Download the X11IRAF .pkg installer for MacOS X 10.1. This will only work in 10.1, not in 10.2. This is my X11IRAF .pkg installer, which is in the contrib directory at the IRAF ftp site. The version of xgterm in that installer is broken in Jaguar.

Download the X11IRAF .pkg installer for MacOSX 10.2 or 10.3 This will only work in 10.2 or later, not in 10.1. This is also my work, hosted at the IRAF ftp site in contrib. The version of xgterm here is fixed for Jaguar but incompatible with 10.1. (By the way, 10.1 is code-named Puma, but it was never marketed that way.) In Jaguar, on my machine, the new xgterm binary listed above does not crash if there is an app-defaults file present. So, feel free to put it in the proper place now all you Jaguar users.
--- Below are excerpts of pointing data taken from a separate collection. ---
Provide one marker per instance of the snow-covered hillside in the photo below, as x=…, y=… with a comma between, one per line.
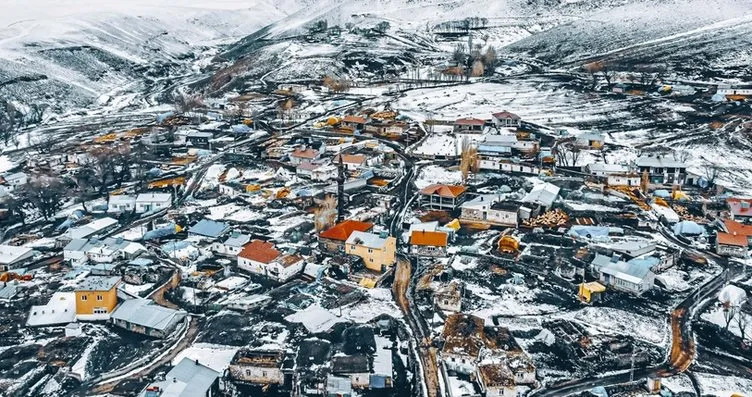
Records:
x=68, y=54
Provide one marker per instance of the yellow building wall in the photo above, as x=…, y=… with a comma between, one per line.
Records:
x=87, y=305
x=376, y=258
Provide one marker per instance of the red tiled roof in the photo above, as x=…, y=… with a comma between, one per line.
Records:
x=469, y=121
x=735, y=227
x=506, y=115
x=433, y=239
x=343, y=230
x=259, y=251
x=449, y=191
x=738, y=240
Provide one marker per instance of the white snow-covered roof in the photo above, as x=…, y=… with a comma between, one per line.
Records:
x=543, y=194
x=369, y=240
x=60, y=309
x=732, y=295
x=315, y=319
x=154, y=198
x=10, y=254
x=144, y=313
x=91, y=228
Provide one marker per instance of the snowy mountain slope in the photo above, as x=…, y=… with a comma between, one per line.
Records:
x=71, y=53
x=684, y=33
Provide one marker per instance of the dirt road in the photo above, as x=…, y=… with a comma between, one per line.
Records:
x=400, y=287
x=182, y=344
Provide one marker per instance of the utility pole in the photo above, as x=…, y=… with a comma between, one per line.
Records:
x=340, y=190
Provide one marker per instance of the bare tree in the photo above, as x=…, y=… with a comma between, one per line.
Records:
x=45, y=193
x=15, y=206
x=9, y=123
x=593, y=68
x=742, y=322
x=710, y=172
x=468, y=158
x=45, y=143
x=567, y=154
x=326, y=212
x=186, y=103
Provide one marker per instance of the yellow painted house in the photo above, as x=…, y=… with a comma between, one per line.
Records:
x=96, y=297
x=378, y=253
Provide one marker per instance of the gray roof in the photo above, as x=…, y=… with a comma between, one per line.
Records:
x=187, y=379
x=619, y=268
x=97, y=283
x=142, y=312
x=209, y=228
x=237, y=239
x=369, y=240
x=659, y=162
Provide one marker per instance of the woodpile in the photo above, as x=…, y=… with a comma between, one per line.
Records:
x=550, y=219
The 10.2 installer does install an app-defaults file.

Once the installer has been run (you don't have to deal with the iraf user account) then xgterm, ximtool, et. al. will be available to you from the command line. Xgterm has been known to crash if there is any app-defaults file present in /private/etc/X11/app-defaults/. At least this was true in 10.1. My .pkg installer does not install it for that reason.

If for some reason you can't launch the x11iraf tools or even iraf itself from the command line /usr/local/bin may not be in your path. Do this:

% echo $PATH
and see if /usr/local/bin appears in your path or not. You have to edit your .cshrc or .tcshrc file to fix this. Apple's X11 presumably sets your path up properly. See the section on the PATH variable in the UNIX for Newbies section of the site.

I have made a DS9 2.1 and XPA package installer. This installer is now downloadable in contrib . So, you can download the DS9 .pkg installer from there. The DS9 page has a newer version of ds9 as well, version 3. It doesn't really need an installer, it's just on efile that you need to put in your path somewhere. Probably /usr/bin or /usr/local/bin so it will work with the enlightenment, and Apple's X11. If you must use ximtool, then you will have to change X11's preferences for "color bit depth" in full screen mode to 8 bit. This is another instance where Fink may be useful.

Another problem with 8-bit color and ximtool is that there is a bug that prevents any window manager from letting the colormap follow the mouse. That is to say when Ximtool changes your color map to display your image, all the menus and other windows may become unviewable. You can best work around this by setting the maxColors flag in ximtool.

% ximtool -maxColors 32 &

That will force ximtool to only grab 32 colors, and so while things will still change, it won't be so bad that you can't read menu items. I really think ds9 is the best choice for most people.